Intelli
A framework for creating chatbots and AI agent workflows. It enables seamless integration with multiple AI models, including OpenAI, LLaMA, deepseek, Stable Diffusion, and Mistral, through a unified access layer.
pip install intelli
Latest changes
- Improved multi-model collaboration doc.
- Support llama.cpp & GGUF models for fast inference.
- Add deepseek and Llama3 integration doc.
- Add offline speech2text Whisper doc.
- Add Anthropic claude 3.7 as a chatbot provider.
- Add KerasAgent to load open source models offline.
For detailed instructions, refer to intelli documentation.
Code Examples
Create Chatbot
Switch between multiple chatbot providers without changing your code.
from intelli.function.chatbot import Chatbot, ChatProvider
from intelli.model.input.chatbot_input import ChatModelInput
def call_chatbot(provider, model=None, api_key=None, options=None):
input = ChatModelInput("You are a helpful assistant.", model)
input.add_user_message("What is the capital of France?")
chatbot = Chatbot(api_key, provider, options=options)
response = chatbot.chat(input)
return response
call_chatbot(ChatProvider.OPENAI, "gpt-4o")
call_chatbot(ChatProvider.ANTHROPIC, "claude-3-7-sonnet-20250219")
call_chatbot(ChatProvider.GEMINI)
call_chatbot(ChatProvider.NVIDIA, "deepseek-ai/deepseek-r1")
call_chatbot(ChatProvider.VLLM, "meta-llama/Llama-3.1-8B-Instruct", options={"baseUrl": "http://localhost:8000"})
Chat With Docs
Chat with your docs using multiple LLMs.

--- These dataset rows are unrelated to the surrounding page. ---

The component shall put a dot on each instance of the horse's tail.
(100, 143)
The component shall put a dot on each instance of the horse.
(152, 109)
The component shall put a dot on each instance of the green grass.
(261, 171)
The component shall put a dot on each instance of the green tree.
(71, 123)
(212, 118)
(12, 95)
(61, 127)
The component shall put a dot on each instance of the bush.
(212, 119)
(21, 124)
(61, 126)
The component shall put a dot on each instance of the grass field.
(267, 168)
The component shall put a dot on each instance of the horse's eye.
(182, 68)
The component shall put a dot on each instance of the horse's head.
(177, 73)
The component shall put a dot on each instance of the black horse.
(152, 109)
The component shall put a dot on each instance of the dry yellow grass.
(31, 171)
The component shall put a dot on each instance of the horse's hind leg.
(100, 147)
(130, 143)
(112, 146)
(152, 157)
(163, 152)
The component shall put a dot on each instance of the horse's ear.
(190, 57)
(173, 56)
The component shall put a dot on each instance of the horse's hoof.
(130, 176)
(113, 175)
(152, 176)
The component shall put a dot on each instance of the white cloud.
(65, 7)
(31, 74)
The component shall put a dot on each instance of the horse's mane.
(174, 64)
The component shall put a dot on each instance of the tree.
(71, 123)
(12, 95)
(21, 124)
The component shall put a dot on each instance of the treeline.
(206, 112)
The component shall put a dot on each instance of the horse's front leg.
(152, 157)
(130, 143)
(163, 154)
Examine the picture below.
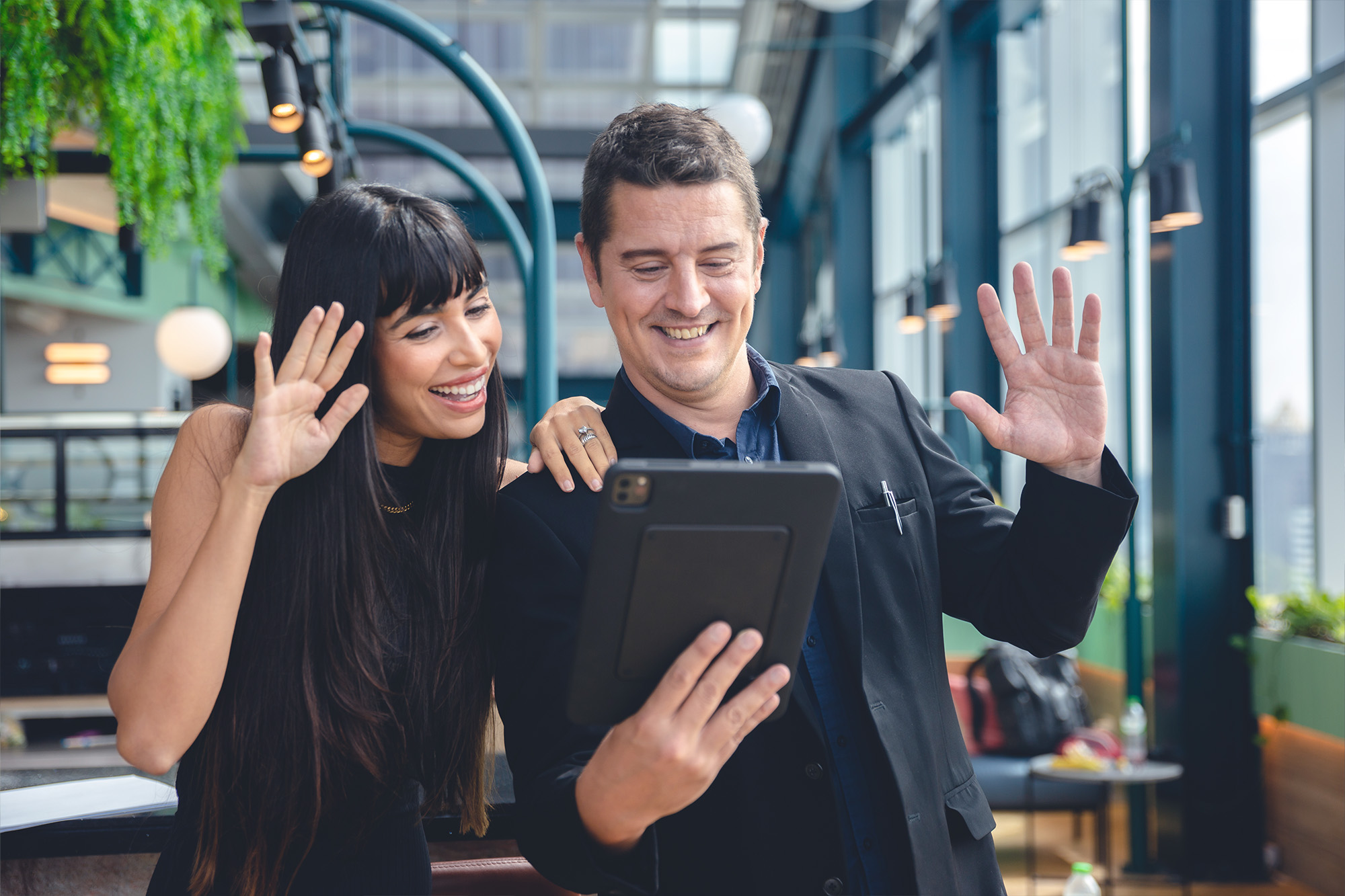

To connect your data, visit the IntelliNode App, start a project using the Document option, upload your documents or images, and copy the generated One Key. This key will be used to connect the chatbot to your uploaded data.
bot = Chatbot(YOUR_OPENAI_API_KEY, "openai", {"one_key": YOUR_ONE_KEY})
input = ChatModelInput("You are a helpful assistant.", "gpt-4o")
input.add_user_message("What is the procedure for requesting a refund according to the user manual?")
response = bot.chat(input)
Generate Images
Use the image controller to generate arts from multiple models with minimum code change:
from intelli.controller.remote_image_model import RemoteImageModel
from intelli.model.input.image_input import ImageModelInput
provider = "openai"
model_name = "dall-e-3"
prompts = "cartoonishly-styled solitary snake logo, looping elegantly to form both the body of the python and an abstract play on data nodes."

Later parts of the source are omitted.